Кыш остановился и недобро оглядел Туку:

– Что с того, что ты Тука? Ты моих друзей куда-нибудь носил? Ни-ко-гда! Так что не шурши ушами, проходи мимо. Твой друг – твоя забота, я тут ни при чём. Буду всем помогать, весь перемажусь.

Рис.16 Большой Кыш

Нет, Тука не рассердился. Но очень удивился. Он никогда раньше не встречал кыша, который отказался бы помочь товарищу.

– Хнусь не грязный, – заступился он за друга. – Просто немножко замаскированный, чтобы не дразнить ворон. Ты, я вижу, тоже вымазался глиной. Да так старательно, что тебя невозможно узнать.

– Моя грязь – это МОЯ грязь, она ТЕБЯ не касается! – отрезал кыш. Он достал из-за уха зубочистку и проверил чистоту своих зубов. – А будешь приставать – укушу. Лучше не зли Бяку.

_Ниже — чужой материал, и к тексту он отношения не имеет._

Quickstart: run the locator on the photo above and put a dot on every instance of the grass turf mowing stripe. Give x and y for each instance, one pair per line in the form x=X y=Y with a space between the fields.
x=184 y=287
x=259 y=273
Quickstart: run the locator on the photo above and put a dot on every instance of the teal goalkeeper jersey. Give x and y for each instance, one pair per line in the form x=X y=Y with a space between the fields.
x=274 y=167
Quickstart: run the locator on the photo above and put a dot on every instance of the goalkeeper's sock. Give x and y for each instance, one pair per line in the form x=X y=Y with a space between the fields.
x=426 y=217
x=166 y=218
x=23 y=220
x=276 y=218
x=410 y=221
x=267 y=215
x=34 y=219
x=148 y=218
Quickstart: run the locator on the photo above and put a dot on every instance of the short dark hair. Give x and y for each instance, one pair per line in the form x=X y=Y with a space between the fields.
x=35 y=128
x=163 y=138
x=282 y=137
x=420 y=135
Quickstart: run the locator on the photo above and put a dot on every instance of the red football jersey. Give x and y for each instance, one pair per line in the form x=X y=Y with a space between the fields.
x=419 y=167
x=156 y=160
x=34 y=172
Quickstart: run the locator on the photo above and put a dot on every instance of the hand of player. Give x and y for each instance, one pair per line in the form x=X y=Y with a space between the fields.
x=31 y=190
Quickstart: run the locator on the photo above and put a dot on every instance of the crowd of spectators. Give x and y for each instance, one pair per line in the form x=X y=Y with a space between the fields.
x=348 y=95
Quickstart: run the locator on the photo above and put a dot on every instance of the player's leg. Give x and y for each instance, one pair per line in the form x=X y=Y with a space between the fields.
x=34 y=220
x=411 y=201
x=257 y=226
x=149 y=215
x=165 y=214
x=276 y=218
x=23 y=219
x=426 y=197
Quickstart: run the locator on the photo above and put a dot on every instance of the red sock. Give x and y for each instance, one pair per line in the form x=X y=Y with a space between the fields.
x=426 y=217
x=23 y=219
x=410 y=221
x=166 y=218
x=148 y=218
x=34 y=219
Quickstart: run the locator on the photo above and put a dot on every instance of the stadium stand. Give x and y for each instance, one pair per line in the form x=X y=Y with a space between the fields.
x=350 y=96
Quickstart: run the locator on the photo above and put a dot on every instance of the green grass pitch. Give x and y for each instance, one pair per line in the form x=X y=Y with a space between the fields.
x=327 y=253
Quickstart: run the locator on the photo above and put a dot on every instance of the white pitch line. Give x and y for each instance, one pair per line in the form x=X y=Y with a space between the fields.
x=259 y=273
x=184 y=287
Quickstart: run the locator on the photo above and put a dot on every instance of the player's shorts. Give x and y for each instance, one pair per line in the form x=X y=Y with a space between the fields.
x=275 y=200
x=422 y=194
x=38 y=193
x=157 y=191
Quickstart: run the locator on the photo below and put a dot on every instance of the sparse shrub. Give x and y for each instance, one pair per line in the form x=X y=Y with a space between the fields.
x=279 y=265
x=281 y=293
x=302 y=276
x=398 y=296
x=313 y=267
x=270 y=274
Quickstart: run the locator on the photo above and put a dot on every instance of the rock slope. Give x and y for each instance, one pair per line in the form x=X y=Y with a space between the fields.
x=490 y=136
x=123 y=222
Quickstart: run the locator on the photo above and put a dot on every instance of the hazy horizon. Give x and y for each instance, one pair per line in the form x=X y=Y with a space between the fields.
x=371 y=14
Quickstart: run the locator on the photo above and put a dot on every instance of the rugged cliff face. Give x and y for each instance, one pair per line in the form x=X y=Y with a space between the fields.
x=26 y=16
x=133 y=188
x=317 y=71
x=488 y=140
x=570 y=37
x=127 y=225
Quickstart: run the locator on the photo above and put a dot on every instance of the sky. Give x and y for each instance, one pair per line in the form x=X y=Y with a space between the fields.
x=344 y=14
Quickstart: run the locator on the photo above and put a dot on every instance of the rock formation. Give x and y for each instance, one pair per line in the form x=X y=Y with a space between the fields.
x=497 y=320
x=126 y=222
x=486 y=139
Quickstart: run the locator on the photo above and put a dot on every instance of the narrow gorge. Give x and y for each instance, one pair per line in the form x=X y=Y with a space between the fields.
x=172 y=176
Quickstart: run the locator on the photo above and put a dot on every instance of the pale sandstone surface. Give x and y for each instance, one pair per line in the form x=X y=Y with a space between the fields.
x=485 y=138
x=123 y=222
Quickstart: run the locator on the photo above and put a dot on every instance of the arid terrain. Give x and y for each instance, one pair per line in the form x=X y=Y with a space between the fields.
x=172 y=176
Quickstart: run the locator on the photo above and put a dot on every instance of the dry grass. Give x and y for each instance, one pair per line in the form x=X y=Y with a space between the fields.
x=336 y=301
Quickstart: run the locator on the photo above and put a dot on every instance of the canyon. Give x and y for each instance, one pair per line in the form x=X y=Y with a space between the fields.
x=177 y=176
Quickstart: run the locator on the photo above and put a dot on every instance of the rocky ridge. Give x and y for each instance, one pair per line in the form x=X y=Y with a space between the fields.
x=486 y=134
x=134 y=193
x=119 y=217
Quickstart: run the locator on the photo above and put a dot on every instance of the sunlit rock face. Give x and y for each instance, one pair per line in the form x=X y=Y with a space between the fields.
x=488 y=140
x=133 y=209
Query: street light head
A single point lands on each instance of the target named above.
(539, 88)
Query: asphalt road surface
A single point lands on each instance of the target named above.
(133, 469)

– Ну конечно же, ты – Бяка! – облегчённо выдохнул Тука. – Как я сам не догадался? Испугался, понимаешь, что в нашем лесу началась эпидемия вредности. Но если ты Бяка, всё понятно. Бяка на то и Бяка… Скажи, а зачем ты разрушил мой дом? Это очень плохой поступок. Не помочь товарищу в беде – тоже. Твоё прозвище – Большой Кыш. Какой же ты Большой, если совесть и душа у тебя маленькие? Неужели тебе нравится вредничать и на всех злиться? Может быть, лучше дружить с нами и помогать нам? Вдруг когда-нибудь и тебе понадобится помощь…

– Я кыш-одиночка! Мне никто не нужен! – рассердился Бяка. – Я никогда не стану просить ничьей помощи, потому что всё умею сам!

– Может, ты просто боишься стать хорошим? – улыбнулся Тука.

– Я боюсь?! Глупости! Это вы все меня боитесь. А знаешь почему? Потому что я плохой! Очень плохой!!!

Не зная, что бы такое гадкое вытворить, Бяка подбежал к спящему Хнусю и громко свистнул ему в ухо – тот вздрогнул и проснулся.

Тука испуганно закрыл лапами мордочку. Хнусь сладко потянулся… и, увидев друга, рассмеялся:

– Тука! Какая удача, что мы проснулись вместе! – но, заметив рядом Бяку, испуганно вскрикнул: – Какой ужас! Вместе с нами проснулся Бяка!

– Ага, испугались! – зарычал Бяка и взял в каждую лапу по острой сосульке. – А ну-ка брысь отсюда! Живо!

Повторять дважды не было нужды: Туку с Хнусем будто ветром сдуло. Единым духом домчались они до большого Дуба и забарабанили в дверь Тукиной хижинки. Только задвинув за собой засов, кыши с трудом смогли перевести дух. Бибо и Сяпа отложили готовку ужина и вопросительно уставились на друзей.

– Что случилось, кыши? – не выдержал Бибо.

– Бяка!!! – еле выговорил Тука. – Гадкий Бяка разбудил Хнуся!!!

Бибо вскрикнул от ужаса. Сяпа юркнул под стол.

– Ух, не к добру это, – прошептал Бибо. – Очень плохая примета – будить кыша во время спячки. Не иначе засуха случится или саранча налетит.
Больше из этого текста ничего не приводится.